Em razão da perspectiva de melhora em nossa economia com a estabilização, houve também um processo de entrada de capitais e de elevação do endividamento, principalmente da dívida pública, que contribuiu para a perda de competitividade. Os salários subiram, e o Brasil ficou uma economia cara. As pessoas iam fazer compras em Miami, e o deficit externo atingiu a perigosa marca de 4% do PIB (Produto Interno Bruto).

Em nosso caso, quando a situação ficou insustentável, a solução foi desvalorizar o câmbio nominal. A desvalorização do câmbio nominal eleva em reais os preços dos bens comercializáveis, mas não afeta diretamente os preços dos serviços e o salário.

Houve, portanto, forte queda dos salários reais. Em dois anos, a economia brasileira estava ajustada. Apresentávamos superavit externo, crescíamos e a inflação não explodiu com a desvalorização.

Os países do sul da Europa estão desde 2009 em situação muito parecida com a que nós encontrávamos em 1998. A diferença é que o fato de eles pertencerem à união monetária retira-lhes o instrumento cambial. A única maneira de ajustar o câmbio real e, portanto, a sua competitividade relativamente aos países do norte da união é haver nas economias do sul uma inflação menor do a que no norte.

Como a inflação na união é muito baixa, é necessário haver deflação nos países do sul da Europa. O processo deflacionário é muito custoso. Toda a crise e o desemprego nesses países seguem da tentativa de ajustar seus custos por meio de uma estratégia deflacionária.

Além do grave problema da assimetria de custos, a união monetária não está preparada para enfrentar episódios de falência bancária de forma ordenada. Por outro lado, os bancos europeus estão carregados de títulos de dívida dos diversos Tesouros nacionais.

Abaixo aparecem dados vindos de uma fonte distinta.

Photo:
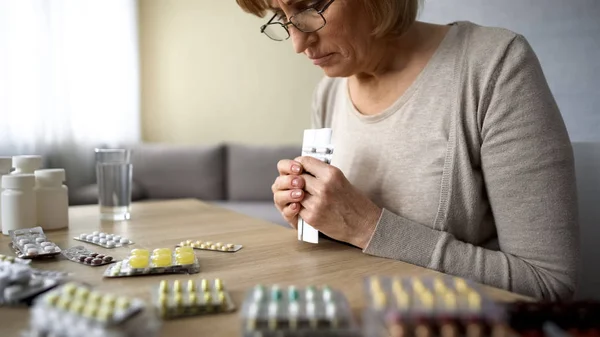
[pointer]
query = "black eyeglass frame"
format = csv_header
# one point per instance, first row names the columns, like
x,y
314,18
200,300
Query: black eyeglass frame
x,y
285,25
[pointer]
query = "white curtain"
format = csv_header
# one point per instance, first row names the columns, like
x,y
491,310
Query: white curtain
x,y
69,77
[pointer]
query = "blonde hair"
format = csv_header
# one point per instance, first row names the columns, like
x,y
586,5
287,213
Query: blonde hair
x,y
391,17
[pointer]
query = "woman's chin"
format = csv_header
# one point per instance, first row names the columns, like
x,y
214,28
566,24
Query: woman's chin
x,y
336,70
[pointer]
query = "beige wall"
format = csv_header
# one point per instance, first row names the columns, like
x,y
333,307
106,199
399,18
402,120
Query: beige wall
x,y
208,76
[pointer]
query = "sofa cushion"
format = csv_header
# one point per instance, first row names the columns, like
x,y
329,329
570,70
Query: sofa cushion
x,y
257,209
167,171
252,169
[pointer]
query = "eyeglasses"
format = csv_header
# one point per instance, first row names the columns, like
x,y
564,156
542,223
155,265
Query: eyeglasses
x,y
308,20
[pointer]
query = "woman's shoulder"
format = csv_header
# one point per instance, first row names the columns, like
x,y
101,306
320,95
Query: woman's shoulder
x,y
485,46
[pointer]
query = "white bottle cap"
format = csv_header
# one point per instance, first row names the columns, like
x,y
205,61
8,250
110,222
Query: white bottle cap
x,y
27,163
18,181
50,176
5,165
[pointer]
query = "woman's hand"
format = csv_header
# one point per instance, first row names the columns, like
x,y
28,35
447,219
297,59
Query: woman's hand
x,y
332,205
287,190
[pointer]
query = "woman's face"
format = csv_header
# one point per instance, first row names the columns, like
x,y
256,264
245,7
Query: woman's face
x,y
341,47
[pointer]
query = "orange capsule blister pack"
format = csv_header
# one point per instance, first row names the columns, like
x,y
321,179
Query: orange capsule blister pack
x,y
209,245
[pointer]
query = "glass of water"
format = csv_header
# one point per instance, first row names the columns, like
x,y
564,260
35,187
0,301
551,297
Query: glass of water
x,y
113,175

Portanto, a união monetária não está preparada para eventos de default de dívida soberana. Se quebrar um país, vários bancos quebrarão. Se um banco importante quebrar, todo o sistema monetário europeu quebrará. Provavelmente será um episódio que desorganizará a economia europeia ainda mais do que o evento de setembro de 2008.

Ou seja, enquanto não se completar a construção institucional da união monetária, não haverá muito alternativa ao BCE (Banco Central Europeu) a não ser ficar eternamente refinanciando os Tesouros nacionais e os bancos.

Esse processo de criação de liquidez para refinanciar Tesouros e bancos em algum momento acarretará elevação da inflação.

Nesse momento, se o BCE tentar alterar a política monetária e apertar um pouco a liquidez, haverá a quebra de algum banco importante. Ou seja, o BCE terá que aceitar alguma inflação.

Alguma inflação não será ruim, pois elevará os custos no norte da união monetária e, portanto, ajudará a arrumar as disparidades competitivas que foram construídas no interior do bloco na década passada.

Se, conjuntamente ao ajuste das disparidades competitivas que será promovido pela inflação maior, os políticos europeus conseguirem terminar o que iniciaram e construir as instituições que faltam, teremos o grande salto civilizatório representado pela construção da união monetária.

SAMUEL PESSÔA é doutor em economia e pesquisador associado do Instituto Brasileiro de Economia da FGV. Escreve aos domingos nesta coluna.